Anne Farrow, co-author of the book Complicity: How the North Promoted, Prolonged, and Profited from Slavery, told National Public Radio (NPR) that at its height, the enslaved population in the North reached more than 40,000 and that the port of Rhode Island was the epicenter of the slave trade in the North.
“Of the documented slaving voyages that left from the American Colonies and went to Africa, Rhode Islanders were at the helm of almost 90% of them,” Farrow told NPR. “Coastal Rhode Island—Bristol, Newport, the cities in between—were so heavily involved in the slaving trade they were also bringing many people back to Rhode Island to do work.”
Believing the myth
Sean Harvey, a history professor at Seton Hall University who teaches courses on colonial America, the American Revolution and the Civil War, says “Most Americans continue to think of enslavement as a ‘Southern’ practice. Yet, slavery was legally established in each of ‘the thirteen colonies’ and, though at the time of the Constitutional Convention only about 4% of the population of the states north of Maryland was enslaved, that number was much higher in specific regions.”
One of those regions, Professor Harvey notes, was New York City and the surrounding areas, including northeastern New Jersey. Approximately 15% of the population in that region was enslaved. According to U.S. Census numbers, New Jersey reached its highest number of enslaved people—12,422—in 1800, with the most—2,825—in Bergen County.
New Jersey was, in fact, the last Northern state to abolish slavery. New Jersey’s gradual emancipation law stipulated “Every child born of a slave…after the fourth of July (1804) … shall be free but shall remain the servant of the owner of his or her mother… until the age of 21 for women and 25 for men.” The law, passed on February 15, 1804, made no provision to free those already enslaved. According to the Equal Justice Initiative, a nonprofit organization that provides representation to the wrongly convicted, the New Jersey law actually delayed the end of slavery in the state for decades.
“After the American Revolution, enslavement gradually disappeared from states north of Maryland,” Professor Harvey says, “and nowhere more gradually than in New Jersey, where some people remained legally enslaved until the eve of the Civil War.”

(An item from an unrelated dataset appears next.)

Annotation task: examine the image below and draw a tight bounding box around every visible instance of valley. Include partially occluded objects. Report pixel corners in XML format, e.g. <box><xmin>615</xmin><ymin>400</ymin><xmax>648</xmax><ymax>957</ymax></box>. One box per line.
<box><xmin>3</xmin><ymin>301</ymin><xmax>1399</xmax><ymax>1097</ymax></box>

New Jersey also initially rejected ratification of the 13th Amendment in 1865. It was the last Northern state to ratify the amendment on January 23, 1886.
“Over the first few decades of the 19th century, changing economic interests, religious ideas, and activism fueled the growth of antislavery, not necessarily abolitionist, sentiment, in the northern states,” Professor Harvey says. “In the aftermath of the Civil War, many of those outside the South celebrated the role of ancestors and others in opposing the expansion of enslavement—casting enslavement itself as Southern. Ultimately, it was, and remains, a morally satisfying myth for people outside the South,” he said. —Jodi L. Miller
Glossary Words
emancipation — the release from slavery.
ratified — approved or endorsed.
statute — a particular law established by a legislative branch of government.
unalienable—not transferable to another or not capable of being taken away or denied.